Research & Papers

MedOpenClaw: Auditable Medical Imaging Agents Reasoning over Uncurated Full Studies

New benchmark shows GPT-5.4 and Gemini 3.1 Pro get worse when given medical tools, lacking spatial grounding.

Deep Dive

A research team from Imperial College London and Tsinghua University has published a groundbreaking paper introducing MedOpenClaw, a new framework designed to evaluate AI agents in realistic medical imaging workflows. The system is an auditable runtime that allows vision-language models (VLMs) to operate dynamically within standard medical software like 3D Slicer, moving beyond the oversimplified, static 2D image evaluations common today. To test these agents, the team created MedFlowBench, a comprehensive benchmark that uses full, uncurated 3D medical studies—including multi-sequence brain MRI and lung CT/PET scans—to simulate the actual task of navigating volumes and gathering evidence for a diagnosis.

The initial results from MedFlowBench revealed a surprising and critical insight. While state-of-the-art models like OpenAI's GPT-5.4 and Google's Gemini 3.1 Pro could successfully navigate a basic image viewer to solve study-level tasks, their performance paradoxically degraded when they were given access to professional support tools. The research indicates this failure stems from a fundamental lack of precise spatial grounding; the models cannot effectively correlate abstract tool functions with specific locations in a 3D volume. This finding exposes a major gap between current AI capabilities and the needs of interactive clinical diagnostics.

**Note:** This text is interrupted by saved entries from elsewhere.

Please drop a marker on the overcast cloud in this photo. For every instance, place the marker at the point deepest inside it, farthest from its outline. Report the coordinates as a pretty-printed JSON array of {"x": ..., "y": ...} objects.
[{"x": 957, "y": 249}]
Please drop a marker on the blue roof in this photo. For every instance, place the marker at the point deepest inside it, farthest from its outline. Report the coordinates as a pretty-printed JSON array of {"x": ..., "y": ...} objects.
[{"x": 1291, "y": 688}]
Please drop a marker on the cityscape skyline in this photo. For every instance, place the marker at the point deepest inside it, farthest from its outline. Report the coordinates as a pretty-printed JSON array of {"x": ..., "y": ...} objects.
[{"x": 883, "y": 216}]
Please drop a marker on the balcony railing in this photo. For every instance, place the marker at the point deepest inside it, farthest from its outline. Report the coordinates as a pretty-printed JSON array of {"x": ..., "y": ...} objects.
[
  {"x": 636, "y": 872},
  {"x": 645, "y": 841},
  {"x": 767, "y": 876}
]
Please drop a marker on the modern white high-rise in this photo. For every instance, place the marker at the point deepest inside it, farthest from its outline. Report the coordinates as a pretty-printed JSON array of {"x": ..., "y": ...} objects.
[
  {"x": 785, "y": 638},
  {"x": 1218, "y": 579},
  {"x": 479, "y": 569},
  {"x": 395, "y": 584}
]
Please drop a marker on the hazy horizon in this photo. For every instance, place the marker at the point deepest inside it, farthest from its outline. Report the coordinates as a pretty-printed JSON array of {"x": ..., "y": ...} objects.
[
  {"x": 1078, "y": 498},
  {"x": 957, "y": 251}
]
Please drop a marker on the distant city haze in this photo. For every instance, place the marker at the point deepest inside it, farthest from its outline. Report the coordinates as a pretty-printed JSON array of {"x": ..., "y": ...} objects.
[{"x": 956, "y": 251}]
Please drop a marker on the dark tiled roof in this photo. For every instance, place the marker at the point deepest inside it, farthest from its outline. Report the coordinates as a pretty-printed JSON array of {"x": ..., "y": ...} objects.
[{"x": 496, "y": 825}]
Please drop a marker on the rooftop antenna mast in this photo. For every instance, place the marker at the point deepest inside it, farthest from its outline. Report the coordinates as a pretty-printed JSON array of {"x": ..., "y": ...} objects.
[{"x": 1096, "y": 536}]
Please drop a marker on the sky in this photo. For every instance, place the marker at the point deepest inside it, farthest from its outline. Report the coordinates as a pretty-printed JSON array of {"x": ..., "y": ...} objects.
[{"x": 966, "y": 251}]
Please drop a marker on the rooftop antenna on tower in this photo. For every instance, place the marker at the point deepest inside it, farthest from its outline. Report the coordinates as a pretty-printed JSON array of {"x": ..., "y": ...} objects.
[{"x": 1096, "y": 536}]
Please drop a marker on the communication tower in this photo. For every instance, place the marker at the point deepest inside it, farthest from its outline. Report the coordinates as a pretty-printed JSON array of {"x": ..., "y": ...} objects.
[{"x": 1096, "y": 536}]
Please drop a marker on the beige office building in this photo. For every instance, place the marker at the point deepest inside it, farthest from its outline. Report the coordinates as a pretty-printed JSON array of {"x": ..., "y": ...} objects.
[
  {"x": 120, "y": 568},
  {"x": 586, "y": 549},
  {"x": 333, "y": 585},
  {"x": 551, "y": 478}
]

By bridging the gap between static perception and dynamic workflow, MedOpenClaw and MedFlowBench establish the first reproducible foundation for developing auditable, full-study medical imaging agents. This work shifts the focus from simple image recognition to evaluating an AI's ability to reason and act within a complex, tool-enabled environment—a necessary step toward creating assistants that can genuinely augment radiologists rather than just answer questions about preselected slices.

Key Points
  • MedOpenClaw is an auditable runtime letting AI agents operate in tools like 3D Slicer, moving beyond static 2D image analysis.
  • The companion MedFlowBench tests agents on full 3D studies (brain MRI, lung CT/PET), revealing a key flaw in top models like GPT-5.4.
  • Performance of Gemini 3.1 Pro and GPT-5.4 degrades with tool access due to poor spatial grounding, highlighting a critical research gap.

Why It Matters

This exposes a fundamental weakness in current medical AI: models can't effectively use professional tools in 3D space, delaying real clinical integration.